There is one rule when dealing with something as tacky as a pink flamingo. If one knows said critter is incredibly tacky and in terribly bad taste, it is entirely acceptable to let it appear at various formal occasions. If one is using it as a decorating centerpiece and feels it is entirely acceptable to do so, then, frankly (let me put this as politely as possible), you have a serious problem and need to take two decorating classes and call Martha Stewart in the morning!
Pink flamingos are wonderful items. They are so incredibly tacky they rank up there with rhinestone sunglasses and stiletto heel mules. They can be used as a political statement, which is something I only recently learned when my absolutely adorable hairdresser informed me they were the lesbian equivalent of the gay rainbow. Who knew? They can be used as a decorating statement, especially when one wishes to annoy one’s mother. And, once in a while, they actually have great worth, such as an original Audubon print or my wonderful Armani statue. They are also very good things when hanging from a hot pink tabletop Christmas Tree (it’s the reward of your holiday guests laughing so loud they spill their Champagne cocktails).
Palm trees can also be tacky when properly manipulated into situations with pink flamingos, stiletto mules, skintight jeans, and rhinestone sunglasses. I love palm trees, but then I’m originally from Florida, the land of the eternal tacky. Don’t get me wrong; I love living in New Mexico, but sometimes I long for the sound of the ocean and the clattle of palm fronds. Okay, I would love to have one of those six foot well-lit palm trees to use outside my condo at Christmas, but do you actually think I’m gonna fork out nearly two hundred bucks for it?
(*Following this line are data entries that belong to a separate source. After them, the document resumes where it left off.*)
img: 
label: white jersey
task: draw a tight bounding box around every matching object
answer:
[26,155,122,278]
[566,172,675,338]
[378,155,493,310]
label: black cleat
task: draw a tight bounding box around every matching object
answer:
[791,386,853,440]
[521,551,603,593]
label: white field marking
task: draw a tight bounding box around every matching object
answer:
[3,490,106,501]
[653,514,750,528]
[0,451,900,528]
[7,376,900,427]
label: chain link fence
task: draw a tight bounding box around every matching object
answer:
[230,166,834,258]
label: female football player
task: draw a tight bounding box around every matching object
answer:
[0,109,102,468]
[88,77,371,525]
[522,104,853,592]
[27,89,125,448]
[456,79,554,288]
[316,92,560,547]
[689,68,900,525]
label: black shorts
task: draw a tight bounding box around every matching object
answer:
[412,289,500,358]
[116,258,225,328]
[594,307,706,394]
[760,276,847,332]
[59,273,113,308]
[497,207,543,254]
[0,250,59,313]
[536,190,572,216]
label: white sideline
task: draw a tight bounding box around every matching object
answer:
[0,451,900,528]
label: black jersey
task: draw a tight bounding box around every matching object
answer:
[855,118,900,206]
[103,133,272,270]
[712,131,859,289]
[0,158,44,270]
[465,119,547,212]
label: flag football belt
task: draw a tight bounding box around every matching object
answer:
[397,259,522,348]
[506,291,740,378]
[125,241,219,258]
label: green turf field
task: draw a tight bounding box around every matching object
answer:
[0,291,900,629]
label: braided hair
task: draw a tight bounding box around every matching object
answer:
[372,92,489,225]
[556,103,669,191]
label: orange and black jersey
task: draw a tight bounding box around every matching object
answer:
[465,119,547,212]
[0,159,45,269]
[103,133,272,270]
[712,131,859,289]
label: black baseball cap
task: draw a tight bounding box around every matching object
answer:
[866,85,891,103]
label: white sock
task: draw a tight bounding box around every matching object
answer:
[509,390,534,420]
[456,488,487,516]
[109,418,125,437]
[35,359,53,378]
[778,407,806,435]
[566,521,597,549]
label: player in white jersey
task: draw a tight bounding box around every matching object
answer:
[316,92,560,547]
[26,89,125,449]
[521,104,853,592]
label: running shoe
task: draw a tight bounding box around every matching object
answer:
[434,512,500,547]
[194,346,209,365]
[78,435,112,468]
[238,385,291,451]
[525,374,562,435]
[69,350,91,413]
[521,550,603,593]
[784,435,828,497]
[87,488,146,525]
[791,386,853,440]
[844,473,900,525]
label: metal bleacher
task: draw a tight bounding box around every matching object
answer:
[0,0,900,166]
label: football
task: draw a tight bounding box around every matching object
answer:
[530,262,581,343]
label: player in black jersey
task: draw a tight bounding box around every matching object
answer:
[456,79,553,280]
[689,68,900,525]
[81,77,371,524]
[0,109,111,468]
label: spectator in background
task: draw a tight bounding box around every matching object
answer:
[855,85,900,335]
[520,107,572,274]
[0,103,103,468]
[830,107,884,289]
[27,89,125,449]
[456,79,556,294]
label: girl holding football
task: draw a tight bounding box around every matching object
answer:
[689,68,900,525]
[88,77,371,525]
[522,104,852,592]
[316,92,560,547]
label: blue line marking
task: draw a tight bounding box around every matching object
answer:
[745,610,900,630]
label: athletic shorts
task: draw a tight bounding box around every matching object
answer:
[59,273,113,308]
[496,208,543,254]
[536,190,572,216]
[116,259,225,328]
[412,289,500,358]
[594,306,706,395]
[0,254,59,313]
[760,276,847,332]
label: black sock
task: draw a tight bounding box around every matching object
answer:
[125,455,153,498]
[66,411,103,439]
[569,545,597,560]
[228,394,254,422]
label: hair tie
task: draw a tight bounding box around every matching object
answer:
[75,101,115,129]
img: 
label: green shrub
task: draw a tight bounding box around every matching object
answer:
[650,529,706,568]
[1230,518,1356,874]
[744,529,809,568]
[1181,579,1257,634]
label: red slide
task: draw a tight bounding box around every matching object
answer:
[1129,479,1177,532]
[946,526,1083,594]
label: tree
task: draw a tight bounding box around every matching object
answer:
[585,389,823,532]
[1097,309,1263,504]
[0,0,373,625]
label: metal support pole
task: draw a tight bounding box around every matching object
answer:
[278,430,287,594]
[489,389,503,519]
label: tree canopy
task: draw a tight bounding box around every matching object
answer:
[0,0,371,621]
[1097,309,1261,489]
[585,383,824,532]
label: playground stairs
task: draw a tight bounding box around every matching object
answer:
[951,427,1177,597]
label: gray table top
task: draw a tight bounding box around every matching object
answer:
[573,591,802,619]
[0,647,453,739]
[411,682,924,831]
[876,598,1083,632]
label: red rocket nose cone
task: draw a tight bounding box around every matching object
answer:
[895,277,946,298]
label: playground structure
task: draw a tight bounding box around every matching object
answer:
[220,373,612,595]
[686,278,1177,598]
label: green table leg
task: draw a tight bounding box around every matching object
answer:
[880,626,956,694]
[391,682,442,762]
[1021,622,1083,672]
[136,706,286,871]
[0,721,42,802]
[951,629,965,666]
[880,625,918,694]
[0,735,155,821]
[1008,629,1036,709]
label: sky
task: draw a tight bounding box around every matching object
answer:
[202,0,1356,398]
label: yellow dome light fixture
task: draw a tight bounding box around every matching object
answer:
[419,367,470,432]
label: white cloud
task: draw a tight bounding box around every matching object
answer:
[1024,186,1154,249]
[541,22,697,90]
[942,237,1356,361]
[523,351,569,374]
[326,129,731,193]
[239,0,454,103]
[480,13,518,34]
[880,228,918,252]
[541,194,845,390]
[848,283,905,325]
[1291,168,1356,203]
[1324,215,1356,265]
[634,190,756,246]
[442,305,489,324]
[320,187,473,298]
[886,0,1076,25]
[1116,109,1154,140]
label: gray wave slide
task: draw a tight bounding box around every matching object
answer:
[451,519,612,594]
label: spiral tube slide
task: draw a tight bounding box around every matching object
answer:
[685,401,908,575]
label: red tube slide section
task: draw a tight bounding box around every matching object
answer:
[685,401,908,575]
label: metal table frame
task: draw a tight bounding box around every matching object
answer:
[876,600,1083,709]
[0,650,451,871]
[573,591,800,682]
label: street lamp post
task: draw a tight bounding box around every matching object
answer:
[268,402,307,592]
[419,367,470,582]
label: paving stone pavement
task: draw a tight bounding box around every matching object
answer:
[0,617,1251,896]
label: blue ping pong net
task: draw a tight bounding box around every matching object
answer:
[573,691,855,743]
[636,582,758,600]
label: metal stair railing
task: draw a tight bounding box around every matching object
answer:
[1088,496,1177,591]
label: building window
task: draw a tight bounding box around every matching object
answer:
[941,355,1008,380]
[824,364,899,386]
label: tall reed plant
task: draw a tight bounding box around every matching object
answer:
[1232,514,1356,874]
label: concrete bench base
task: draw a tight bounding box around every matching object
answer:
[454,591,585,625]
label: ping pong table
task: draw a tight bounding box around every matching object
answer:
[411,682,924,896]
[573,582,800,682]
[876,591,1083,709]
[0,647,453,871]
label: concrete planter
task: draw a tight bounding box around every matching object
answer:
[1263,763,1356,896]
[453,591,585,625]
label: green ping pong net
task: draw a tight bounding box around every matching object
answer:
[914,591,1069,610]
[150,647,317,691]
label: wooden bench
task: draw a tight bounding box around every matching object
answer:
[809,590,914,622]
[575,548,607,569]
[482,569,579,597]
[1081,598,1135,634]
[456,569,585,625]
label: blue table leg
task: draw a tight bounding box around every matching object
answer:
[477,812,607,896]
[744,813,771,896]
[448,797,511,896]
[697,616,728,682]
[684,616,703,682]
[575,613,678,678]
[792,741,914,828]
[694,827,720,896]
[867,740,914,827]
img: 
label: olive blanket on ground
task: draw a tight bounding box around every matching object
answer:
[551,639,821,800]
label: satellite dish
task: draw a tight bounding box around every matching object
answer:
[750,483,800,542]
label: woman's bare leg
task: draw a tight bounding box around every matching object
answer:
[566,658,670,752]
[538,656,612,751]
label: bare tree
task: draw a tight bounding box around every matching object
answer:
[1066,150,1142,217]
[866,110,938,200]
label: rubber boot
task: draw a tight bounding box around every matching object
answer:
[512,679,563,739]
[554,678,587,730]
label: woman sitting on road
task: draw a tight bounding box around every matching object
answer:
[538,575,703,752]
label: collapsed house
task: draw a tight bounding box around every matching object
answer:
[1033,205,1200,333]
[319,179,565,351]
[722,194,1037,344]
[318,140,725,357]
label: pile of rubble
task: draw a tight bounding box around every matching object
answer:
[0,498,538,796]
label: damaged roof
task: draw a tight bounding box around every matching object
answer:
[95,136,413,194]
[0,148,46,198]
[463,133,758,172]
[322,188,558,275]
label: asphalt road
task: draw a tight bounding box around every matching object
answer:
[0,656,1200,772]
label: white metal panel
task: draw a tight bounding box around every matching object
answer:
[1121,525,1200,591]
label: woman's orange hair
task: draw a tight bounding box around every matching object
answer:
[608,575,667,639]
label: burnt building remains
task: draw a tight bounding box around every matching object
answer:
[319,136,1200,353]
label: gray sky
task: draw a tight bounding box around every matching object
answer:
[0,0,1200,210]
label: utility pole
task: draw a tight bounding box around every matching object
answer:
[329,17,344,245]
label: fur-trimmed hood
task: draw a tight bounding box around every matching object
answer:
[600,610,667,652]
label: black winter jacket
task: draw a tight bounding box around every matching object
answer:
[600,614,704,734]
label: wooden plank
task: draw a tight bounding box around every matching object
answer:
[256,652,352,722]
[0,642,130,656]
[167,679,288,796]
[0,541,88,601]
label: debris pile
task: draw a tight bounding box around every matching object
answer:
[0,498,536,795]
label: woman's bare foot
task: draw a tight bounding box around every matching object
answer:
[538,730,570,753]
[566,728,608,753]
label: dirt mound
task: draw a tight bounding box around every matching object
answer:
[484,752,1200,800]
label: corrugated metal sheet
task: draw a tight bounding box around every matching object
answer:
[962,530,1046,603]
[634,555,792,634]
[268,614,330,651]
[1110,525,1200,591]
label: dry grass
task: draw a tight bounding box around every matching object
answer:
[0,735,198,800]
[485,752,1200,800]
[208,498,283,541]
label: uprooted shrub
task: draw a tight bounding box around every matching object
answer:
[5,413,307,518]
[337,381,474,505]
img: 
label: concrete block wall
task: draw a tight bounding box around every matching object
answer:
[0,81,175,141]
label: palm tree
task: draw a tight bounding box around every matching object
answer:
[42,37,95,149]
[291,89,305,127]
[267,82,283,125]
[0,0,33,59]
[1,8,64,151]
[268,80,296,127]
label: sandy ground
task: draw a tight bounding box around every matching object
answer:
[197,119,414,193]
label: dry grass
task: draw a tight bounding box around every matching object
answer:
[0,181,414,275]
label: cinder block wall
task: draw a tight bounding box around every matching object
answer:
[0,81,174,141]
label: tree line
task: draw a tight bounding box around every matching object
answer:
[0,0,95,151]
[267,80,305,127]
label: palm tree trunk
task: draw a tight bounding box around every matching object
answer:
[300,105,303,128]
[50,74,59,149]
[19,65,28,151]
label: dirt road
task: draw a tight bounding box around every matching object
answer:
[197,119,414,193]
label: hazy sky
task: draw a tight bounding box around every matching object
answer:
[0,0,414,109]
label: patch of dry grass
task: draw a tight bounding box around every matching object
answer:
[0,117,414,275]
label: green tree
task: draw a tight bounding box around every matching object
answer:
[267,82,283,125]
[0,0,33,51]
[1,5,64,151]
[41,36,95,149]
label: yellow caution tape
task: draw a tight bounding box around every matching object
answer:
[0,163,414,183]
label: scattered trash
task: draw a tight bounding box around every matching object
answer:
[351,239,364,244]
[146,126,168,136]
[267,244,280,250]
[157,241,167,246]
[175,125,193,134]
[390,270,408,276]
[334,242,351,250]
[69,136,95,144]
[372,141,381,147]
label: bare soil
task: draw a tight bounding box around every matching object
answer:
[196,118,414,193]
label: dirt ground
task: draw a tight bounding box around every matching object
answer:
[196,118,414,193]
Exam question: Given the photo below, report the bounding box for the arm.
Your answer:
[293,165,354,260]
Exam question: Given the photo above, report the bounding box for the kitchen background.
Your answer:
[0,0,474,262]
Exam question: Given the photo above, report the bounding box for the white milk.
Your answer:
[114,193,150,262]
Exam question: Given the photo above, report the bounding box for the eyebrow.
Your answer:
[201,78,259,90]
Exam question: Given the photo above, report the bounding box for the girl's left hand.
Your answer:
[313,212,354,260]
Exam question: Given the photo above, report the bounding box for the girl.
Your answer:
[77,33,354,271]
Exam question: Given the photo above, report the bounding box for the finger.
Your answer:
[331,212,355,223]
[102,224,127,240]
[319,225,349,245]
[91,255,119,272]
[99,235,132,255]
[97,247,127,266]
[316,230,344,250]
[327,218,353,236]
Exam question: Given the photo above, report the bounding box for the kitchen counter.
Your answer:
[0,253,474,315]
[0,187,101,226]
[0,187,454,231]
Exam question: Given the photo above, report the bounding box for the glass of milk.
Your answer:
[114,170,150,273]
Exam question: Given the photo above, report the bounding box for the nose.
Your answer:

Along that line, decorator textiles such as state dishcloths, napkins, and table coverings can also cross the line from the tacky to the sublime. Unfortunately, when used with cottage style or shabby chic, they are no longer tacky. When added to a decorating motif that includes shell lamps, sapphire blue gazing balls, and little Dutch boy and girl salt and pepper shakers, they are just plain pathetic. They then transcend fun and show a terrible want of actual style. We must not make fun of such people, especially when we’re probably related to half of ‘em!